Kali ini, peristiwa tanah longsor melanda Tempat Pemakaman Umum (TPU) Muara Benda yang berlokasi di Kampung Mampangan RW 09, Kelurahan Kemirimuka, Kecamatan Beji.
Bencana yang terjadi pada Minggu (22/3/2026) lalu ini menyebabkan pergerakan tanah yang cukup signifikan.
Baca juga: Warga Depok Harus Tahu! Cuma 13 TPU Ini yang Resmi Dikelola Pemkot, Cek Daftarnya di Sini
Nahasnya, area makam yang berada persis di pinggir saluran air menjadi titik yang paling parah tergerus arus, mengakibatkan sejumlah makam warga ikut terdampak longsor.
Merespons kejadian mengejutkan ini, Lurah Kemirimuka, Bahrul Ulum, membenarkan adanya musibah tersebut. Pihaknya langsung bergerak cepat melakukan pendampingan dan berkoordinasi dengan masyarakat sekitar.
Gotong Royong Evakuasi dan Pembangunan Turap
TPU Muara Benda sendiri berstatus sebagai lahan wakaf milik masyarakat, sehingga pengelolaannya berada langsung di bawah tanggung jawab lingkungan warga setempat—bukan di bawah UPTD Pemakaman Umum Pemkot Depok.
Meski demikian, pihak Kelurahan Kemirimuka tidak lepas tangan. Bersama pengurus makam dan warga setempat, mereka bergotong royong melakukan penanganan darurat, mulai dari mengevakuasi area yang rentan hingga menata kembali makam-makam yang terdampak.
Fokus utama saat ini adalah penguatan area tanah di sekitar lokasi longsor. Rencana pembangunan turap penahan tanah pun tengah disiapkan agar musibah serupa tidak terulang, terutama di tengah cuaca Depok yang masih sering diguyur hujan.
“Saat ini sudah dilakukan penanganan sementara agar kondisi tidak semakin meluas.

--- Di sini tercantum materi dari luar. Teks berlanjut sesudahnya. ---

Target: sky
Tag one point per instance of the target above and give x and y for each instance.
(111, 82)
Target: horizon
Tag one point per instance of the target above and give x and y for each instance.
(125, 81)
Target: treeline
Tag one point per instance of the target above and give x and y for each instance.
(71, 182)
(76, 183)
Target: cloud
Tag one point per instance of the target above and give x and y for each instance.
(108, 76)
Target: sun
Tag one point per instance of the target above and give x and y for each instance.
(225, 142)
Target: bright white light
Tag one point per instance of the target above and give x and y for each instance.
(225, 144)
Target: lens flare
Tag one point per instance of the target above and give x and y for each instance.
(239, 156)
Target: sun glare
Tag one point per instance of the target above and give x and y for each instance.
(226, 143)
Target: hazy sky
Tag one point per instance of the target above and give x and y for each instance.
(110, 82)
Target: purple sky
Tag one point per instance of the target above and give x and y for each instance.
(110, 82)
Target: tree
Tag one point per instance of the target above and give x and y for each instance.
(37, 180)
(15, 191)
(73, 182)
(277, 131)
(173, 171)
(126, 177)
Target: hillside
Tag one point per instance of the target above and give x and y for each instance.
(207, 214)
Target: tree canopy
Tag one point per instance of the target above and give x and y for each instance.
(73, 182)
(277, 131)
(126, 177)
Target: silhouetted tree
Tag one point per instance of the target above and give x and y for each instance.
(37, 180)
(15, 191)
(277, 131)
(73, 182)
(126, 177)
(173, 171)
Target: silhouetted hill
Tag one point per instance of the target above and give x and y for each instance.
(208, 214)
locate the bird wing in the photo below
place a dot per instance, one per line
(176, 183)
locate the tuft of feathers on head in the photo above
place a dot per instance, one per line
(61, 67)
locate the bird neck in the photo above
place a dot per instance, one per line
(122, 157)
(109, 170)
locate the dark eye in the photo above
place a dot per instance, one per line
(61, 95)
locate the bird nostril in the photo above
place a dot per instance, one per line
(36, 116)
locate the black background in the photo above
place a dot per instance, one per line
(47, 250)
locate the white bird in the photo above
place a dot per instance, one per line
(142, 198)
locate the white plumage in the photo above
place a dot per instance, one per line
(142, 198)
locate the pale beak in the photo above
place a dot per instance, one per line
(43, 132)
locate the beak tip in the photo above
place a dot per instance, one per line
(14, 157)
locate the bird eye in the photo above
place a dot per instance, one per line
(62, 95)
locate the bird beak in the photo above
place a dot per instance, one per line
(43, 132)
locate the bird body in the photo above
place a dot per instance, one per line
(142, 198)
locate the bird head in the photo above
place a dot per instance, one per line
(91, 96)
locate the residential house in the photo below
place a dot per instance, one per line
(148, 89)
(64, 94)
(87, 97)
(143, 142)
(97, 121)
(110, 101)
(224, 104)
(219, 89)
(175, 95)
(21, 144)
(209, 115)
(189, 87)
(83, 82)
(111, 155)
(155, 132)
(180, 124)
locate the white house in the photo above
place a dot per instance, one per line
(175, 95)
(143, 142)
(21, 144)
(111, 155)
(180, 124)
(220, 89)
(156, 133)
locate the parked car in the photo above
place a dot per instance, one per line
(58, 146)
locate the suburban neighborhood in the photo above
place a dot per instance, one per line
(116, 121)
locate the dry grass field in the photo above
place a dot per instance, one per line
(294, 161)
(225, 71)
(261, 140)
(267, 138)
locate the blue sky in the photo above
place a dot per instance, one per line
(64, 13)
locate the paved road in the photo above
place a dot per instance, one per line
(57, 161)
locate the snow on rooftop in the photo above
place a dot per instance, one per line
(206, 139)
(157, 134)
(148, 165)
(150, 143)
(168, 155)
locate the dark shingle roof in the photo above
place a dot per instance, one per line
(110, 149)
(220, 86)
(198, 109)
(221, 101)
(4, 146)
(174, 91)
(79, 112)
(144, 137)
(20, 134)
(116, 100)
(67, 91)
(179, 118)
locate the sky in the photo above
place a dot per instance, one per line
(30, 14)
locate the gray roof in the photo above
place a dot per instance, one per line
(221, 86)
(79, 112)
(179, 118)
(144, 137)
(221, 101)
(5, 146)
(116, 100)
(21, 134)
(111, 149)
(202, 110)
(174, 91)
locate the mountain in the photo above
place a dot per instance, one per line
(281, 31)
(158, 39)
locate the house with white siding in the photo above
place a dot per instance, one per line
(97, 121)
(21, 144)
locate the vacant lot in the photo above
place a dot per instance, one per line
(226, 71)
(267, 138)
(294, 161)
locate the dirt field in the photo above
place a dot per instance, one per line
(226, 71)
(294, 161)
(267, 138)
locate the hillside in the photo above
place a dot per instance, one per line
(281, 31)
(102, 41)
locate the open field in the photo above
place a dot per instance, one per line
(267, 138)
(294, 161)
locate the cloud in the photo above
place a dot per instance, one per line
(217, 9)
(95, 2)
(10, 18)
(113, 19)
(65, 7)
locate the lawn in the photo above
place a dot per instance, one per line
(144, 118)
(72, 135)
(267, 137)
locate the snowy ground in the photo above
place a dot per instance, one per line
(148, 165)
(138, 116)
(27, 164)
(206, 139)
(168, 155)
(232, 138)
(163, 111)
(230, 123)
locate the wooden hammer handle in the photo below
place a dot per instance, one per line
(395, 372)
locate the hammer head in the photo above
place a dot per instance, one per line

Ke depan akan diupayakan penanganan lanjutan,” katanya.
Kolaborasi aktif antara warga dan pihak kelurahan ini terus didorong agar lingkungan pemakaman kembali aman bagi warga maupun peziarah.
“Harapannya, penanganan dapat berjalan lancar dan kondisi dapat kembali tertata dengan baik,” tutupnya.
8 Jasad Masih Hilang
Peristiwa tersebut terjadi pada Minggu (22/3/2026) siang dan mengakibatkan 16 makam terdampak.
Pengelola TPU Muara Benda, Muhayar, mengatakan, longsor terjadi setelah hujan turun selama empat hari berturut-turut yang membuat struktur tanah tidak lagi stabil.
“Nah, ini disebabkan akibatnya longsor itu karena irigasi masuk air karena hujan terus, terlalu banyak hujannya jadi sehingga tanah itu kebawa amblas,” kata Muhayar, Senin (23/3/2026).
Dia menambahkan, masih terdapat delapan jasad yang masih dalam tahap pencarian akibat tertimbun longsor.
“Kami juga masih melakukan pendataan terhadap nama-nama jasad agar tidak tertukar,” pungkasnya.